Traffic, safety and the Water Street project dominated a candidate forum for Naperville City Council candidates Wednesday.

About 75 people showed up in Council Chambers to listen to 11 candidates make their case for election to one of four open seats in the April 9 municipal election.

The forum’s sponsor, the Naperville Area Homeowner’s Confederation, posed the first question to the group, asking candidates what could be done to ease a perennial problem: traffic congestion.

“It’s time to look at each neighborhood’s problems in a comprehensive fashion,” incumbent Doug Krause said.

Another incumbent, Judith Brodhead, said it was crucial to work with county, state, and federal officials for funding roadway improvements, Dave Wentz suggested adding right-hand turn lanes to ease congestion, Bill Habel said that solutions must include discussions with neighboring governments, and John Krummen stressed the necessity of improving intersections.

But some noted that improving intersections and widening lanes would do nothing to ease congestion if the City continued to add to its density.

“Reduce, or at least not increase the density of traffic in certain areas,” Jo Malik said, noting that the newly approved Water Street development would only add to the problem.

“I voted no on it,” Krause said, noting that he voted to approve a much smaller project in 2007. “They never addressed the issue of traffic.”

Brodhead voted for it, saying that any development in the area would add to traffic. And she praised City Council for sticking to its guns in bringing down the height of the proposed project, noting that the developer’s original stance was that they had no Plan B.

“It turns out there was a Plan B,” she said, “and a Plan C, too.”

Kevin Coyne voted to approve the plan on the Planning and Zoning Commission and said he didn’t think the traffic problems would be as bad as some predicted.

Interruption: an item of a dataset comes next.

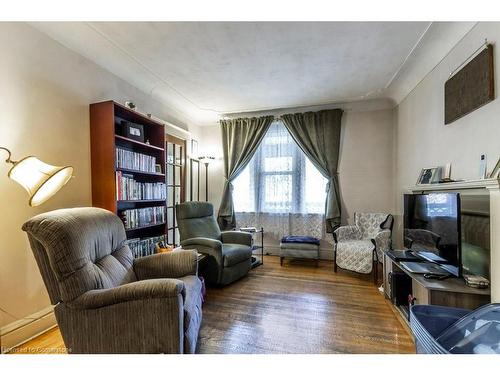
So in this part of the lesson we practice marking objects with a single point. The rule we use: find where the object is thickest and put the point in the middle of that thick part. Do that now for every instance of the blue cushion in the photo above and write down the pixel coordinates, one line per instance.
(300, 239)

Jeff B. Davis said he would have voted for the project and pointed out that the developer owned the property.

“They have the right to do it,” he said.

Incumbent Paul Hinterlong said he voted for it and warned that if the current plan didn’t materialize, the area could be developed piecemeal, without any coordination.

Wayne Floegel, Wentz, Habel and Krummen also said they were in support of the project, but Tom Glass and Malik dissented, Glass saying that there need to be a “clearly defined use for that property,” and Malik noting that the development didn’t conform to the Naperville Downtown/2030 Plan.

“They didn’t stick to it,” she said.

Drinking and drugs

Candidates had strong opinions on safety, particularly the increase in violence at downtown drinking establishments.

Malik said there should be a three-strike rule for establishments that repeatedly had incidents, Glass called for an increased police presence downtown, and Floegel advocated better education for bartenders, bouncers and servers.

But Habel, Business Representative for IBEW Local 701, cautioned against overreacting.

“It sounds good,” he said of cracking down on offenders, “But you’re also penalizing the people who work there.”

The uptick in heroin abuse among Naperville’s young clearly worried the candidates.

Krause and Hinterlong noted that City Council had recently allocated n additional $50,000 to fight the problem. But Malik said that “more attention and more resources needed to be directed at the problem.”

Brodhead noted that many might be conceptualizing the heroin problem with a skewed perspective.

“This is a new problem and the old solutions might not work,” she said.

Brodhead noted that the users often didn’t use needles, they progressed from using other prescription drugs and the price of heroin was low.

“They’re not afraid of it,” she said.